Introduction

Most people interact with LLMs through a chat interface. You type, hit send, and get a response. But what's actually happening under the hood? This post walks through the complete lifecycle of a single inference request: from tokenization, through GPU, to token prediction, and response.

The Big Picture

Client Side

Your user types a prompt and hits send. That text—raw, unstructured, in natural language—travels over the network to the application layer. The client doesn't care about tokens, context windows, or GPU memory. It just sends text and waits for text back. Everything else is the system's problem.

Application Layer

The application layer is where text becomes actionable. First, it tokenizes your raw text—converting it into token IDs (integers) that the model understands.
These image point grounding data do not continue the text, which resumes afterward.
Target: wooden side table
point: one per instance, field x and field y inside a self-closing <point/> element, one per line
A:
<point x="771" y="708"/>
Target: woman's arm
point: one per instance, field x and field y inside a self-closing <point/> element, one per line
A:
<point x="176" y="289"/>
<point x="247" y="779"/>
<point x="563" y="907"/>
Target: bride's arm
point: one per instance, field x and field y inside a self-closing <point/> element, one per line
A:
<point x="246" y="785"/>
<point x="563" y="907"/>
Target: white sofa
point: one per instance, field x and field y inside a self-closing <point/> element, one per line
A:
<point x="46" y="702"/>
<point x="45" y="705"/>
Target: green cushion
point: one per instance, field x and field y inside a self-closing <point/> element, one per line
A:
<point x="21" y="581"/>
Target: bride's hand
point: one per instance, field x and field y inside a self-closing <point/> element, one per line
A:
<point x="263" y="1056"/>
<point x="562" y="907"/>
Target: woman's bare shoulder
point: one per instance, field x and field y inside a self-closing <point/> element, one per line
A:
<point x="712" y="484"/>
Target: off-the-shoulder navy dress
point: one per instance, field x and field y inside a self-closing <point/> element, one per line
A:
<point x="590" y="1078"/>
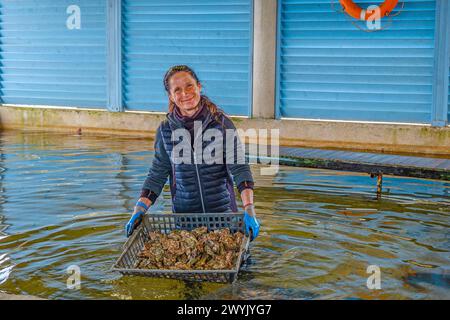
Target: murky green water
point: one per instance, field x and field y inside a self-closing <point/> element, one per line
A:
<point x="64" y="200"/>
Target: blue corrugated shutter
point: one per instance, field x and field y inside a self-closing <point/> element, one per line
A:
<point x="45" y="63"/>
<point x="329" y="69"/>
<point x="212" y="36"/>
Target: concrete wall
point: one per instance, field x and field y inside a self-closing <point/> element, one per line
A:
<point x="332" y="134"/>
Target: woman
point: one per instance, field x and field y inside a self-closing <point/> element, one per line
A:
<point x="195" y="187"/>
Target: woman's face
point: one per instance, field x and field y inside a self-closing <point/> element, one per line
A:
<point x="184" y="91"/>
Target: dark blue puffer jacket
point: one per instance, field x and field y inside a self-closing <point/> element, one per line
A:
<point x="195" y="188"/>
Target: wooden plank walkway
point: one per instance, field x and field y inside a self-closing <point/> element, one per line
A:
<point x="371" y="163"/>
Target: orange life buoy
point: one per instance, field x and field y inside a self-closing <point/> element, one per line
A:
<point x="357" y="12"/>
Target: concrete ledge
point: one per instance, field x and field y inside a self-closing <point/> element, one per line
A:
<point x="5" y="296"/>
<point x="375" y="137"/>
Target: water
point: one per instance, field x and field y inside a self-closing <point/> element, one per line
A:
<point x="64" y="200"/>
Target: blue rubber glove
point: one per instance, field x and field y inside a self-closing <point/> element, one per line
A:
<point x="139" y="210"/>
<point x="251" y="223"/>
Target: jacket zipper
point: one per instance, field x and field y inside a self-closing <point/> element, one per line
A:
<point x="199" y="182"/>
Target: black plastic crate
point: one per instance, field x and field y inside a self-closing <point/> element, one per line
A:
<point x="164" y="223"/>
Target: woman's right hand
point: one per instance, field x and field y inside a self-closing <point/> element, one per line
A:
<point x="139" y="210"/>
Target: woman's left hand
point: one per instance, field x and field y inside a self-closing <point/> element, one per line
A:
<point x="251" y="223"/>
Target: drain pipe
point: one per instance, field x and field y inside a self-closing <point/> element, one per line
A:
<point x="379" y="176"/>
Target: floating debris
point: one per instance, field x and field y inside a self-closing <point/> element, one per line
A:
<point x="191" y="250"/>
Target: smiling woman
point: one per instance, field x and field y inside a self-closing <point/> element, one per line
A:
<point x="195" y="187"/>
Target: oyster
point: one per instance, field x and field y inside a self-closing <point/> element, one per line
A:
<point x="191" y="250"/>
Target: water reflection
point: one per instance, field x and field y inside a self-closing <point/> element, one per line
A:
<point x="68" y="197"/>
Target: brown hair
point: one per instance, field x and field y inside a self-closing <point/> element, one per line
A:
<point x="215" y="111"/>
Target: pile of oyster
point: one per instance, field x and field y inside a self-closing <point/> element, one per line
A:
<point x="191" y="250"/>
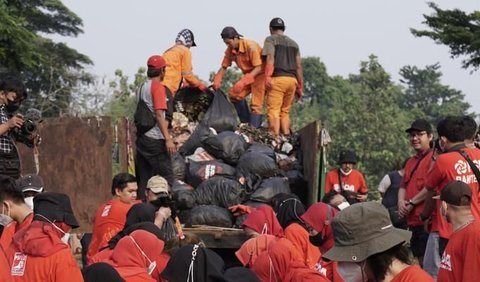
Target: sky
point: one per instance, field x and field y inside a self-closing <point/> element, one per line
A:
<point x="123" y="34"/>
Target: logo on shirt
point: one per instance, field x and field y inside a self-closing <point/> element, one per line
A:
<point x="446" y="262"/>
<point x="18" y="265"/>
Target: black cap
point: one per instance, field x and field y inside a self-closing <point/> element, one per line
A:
<point x="277" y="22"/>
<point x="456" y="193"/>
<point x="54" y="206"/>
<point x="347" y="156"/>
<point x="420" y="125"/>
<point x="229" y="32"/>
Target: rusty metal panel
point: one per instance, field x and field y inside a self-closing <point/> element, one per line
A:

Then it builds the context window by combining your message with system instructions and conversation history. All of this happens before the GPU ever gets involved.

Once the context window is ready, the application layer sends those token IDs to the GPU runtime. After inference completes, it does the reverse: converts the output token IDs back to readable text and sends it to the client.

Think of it as the translator and coordinator—it speaks human on one end, speaks tokens on the other.

GPU inference

Startup: Loading the Model

Before any user request arrives, the deployed LLM system loads model weights from disk into System RAM, then copies them to GPU VRAM. These weights stay loaded for the entire lifetime of the deployment.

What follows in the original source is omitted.